Should he be impeached? Unless independent counsel Kenneth Starr scores something more than last week's maudlin television performance, calculated as it was to dodge a perjury charge, probably not. Despite questions about his character, Clinton has been elected twice.
Yet how can he govern for 21/2 more years? He isn't President just of the Americans who voted for him and those who excuse his behavior as long as the economy grows. He also governs a great number of Americans who doubt his fitness for office. If he is to restore legitimacy to his presidency, he must give antagonists reason to take him seriously.
He can start by telling his handlers to quit sloughing off disagreement, even questions about character, as evidence of personal hatred. Most detractors don't hate Clinton; they just don't trust him.

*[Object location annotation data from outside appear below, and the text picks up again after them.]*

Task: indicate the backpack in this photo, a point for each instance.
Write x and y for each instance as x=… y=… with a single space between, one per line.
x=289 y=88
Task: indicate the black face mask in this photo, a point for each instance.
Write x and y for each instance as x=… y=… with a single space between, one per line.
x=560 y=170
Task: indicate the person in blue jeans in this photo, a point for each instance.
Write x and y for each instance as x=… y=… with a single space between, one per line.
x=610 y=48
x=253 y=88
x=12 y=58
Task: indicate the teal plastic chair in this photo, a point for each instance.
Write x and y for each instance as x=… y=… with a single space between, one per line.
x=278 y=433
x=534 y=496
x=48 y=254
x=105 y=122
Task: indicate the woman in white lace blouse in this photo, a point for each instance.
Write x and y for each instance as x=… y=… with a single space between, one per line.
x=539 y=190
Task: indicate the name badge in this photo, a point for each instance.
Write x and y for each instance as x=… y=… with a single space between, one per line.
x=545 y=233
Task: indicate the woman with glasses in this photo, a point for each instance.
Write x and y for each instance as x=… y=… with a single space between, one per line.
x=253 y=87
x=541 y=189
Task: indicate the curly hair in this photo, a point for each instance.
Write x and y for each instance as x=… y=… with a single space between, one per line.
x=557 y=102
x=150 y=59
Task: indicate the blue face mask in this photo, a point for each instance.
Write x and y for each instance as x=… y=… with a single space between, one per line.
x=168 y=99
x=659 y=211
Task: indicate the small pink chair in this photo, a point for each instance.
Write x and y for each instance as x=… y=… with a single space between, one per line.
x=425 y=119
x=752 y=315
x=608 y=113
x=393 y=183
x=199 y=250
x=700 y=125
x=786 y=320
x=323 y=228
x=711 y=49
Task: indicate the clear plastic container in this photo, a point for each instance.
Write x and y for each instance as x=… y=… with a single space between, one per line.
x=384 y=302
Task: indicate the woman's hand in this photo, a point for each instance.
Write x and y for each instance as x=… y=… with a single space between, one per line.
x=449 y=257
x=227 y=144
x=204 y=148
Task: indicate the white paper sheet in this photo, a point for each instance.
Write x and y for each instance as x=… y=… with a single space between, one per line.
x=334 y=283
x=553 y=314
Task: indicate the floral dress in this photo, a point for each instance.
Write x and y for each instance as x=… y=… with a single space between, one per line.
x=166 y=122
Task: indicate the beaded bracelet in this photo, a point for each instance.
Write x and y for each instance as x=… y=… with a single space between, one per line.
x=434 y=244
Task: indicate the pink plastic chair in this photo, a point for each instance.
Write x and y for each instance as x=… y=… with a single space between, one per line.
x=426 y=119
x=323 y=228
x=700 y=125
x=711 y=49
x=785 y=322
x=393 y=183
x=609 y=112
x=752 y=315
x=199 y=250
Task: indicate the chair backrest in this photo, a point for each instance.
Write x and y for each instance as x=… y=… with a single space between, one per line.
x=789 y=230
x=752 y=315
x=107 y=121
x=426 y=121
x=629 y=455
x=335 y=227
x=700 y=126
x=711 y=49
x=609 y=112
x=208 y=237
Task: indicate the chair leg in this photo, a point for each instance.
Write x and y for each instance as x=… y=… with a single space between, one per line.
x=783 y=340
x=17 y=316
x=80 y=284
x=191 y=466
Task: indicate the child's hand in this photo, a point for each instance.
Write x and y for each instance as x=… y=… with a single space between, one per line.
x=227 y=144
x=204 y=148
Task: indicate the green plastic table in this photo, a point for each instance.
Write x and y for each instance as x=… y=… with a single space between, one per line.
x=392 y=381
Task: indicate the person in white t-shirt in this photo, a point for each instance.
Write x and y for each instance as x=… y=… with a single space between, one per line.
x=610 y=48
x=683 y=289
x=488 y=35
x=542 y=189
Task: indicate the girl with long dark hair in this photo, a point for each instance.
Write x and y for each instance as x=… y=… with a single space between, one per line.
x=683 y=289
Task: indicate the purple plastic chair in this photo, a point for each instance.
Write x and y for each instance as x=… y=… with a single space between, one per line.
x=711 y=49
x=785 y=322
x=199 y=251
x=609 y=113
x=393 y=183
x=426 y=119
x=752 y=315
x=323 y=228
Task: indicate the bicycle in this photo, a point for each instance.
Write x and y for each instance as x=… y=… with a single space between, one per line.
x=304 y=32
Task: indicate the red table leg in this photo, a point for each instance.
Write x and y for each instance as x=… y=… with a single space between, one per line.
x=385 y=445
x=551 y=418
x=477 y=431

On issues important to the oil and gas industry, the President should make room for real debate over global warming, which may require that he lock his vice-president in a closet. He should repeal the move by the Environmental Protection Agency to tighten pollution standards for ozone and small particles. And he should block the misguided effort by the Minerals Management Service to overhaul royalty administration for oil and gas.
These initiatives all represent errant lurches flowing from an activist sense of moral purpose to which the Clinton administration cannot lay claim.
The example
Last but not least, Clinton and his underlings should quit basing their aggressive governance on the interests of children. Youngsters learn from examples set by adults. The example Clinton set with a 21-year-old intern shamefully repudiates all pretense that officials of the state should play some supplemental role in parenthood.Lying about a sexual fling without technically committing perjury, however large a pattern it fits, may not warrant impeachment. But continuing to justify initiatives by what they do for "our children" would, in a nation witness to Clinton's shenanigans, amount to unendurable hypocrisy.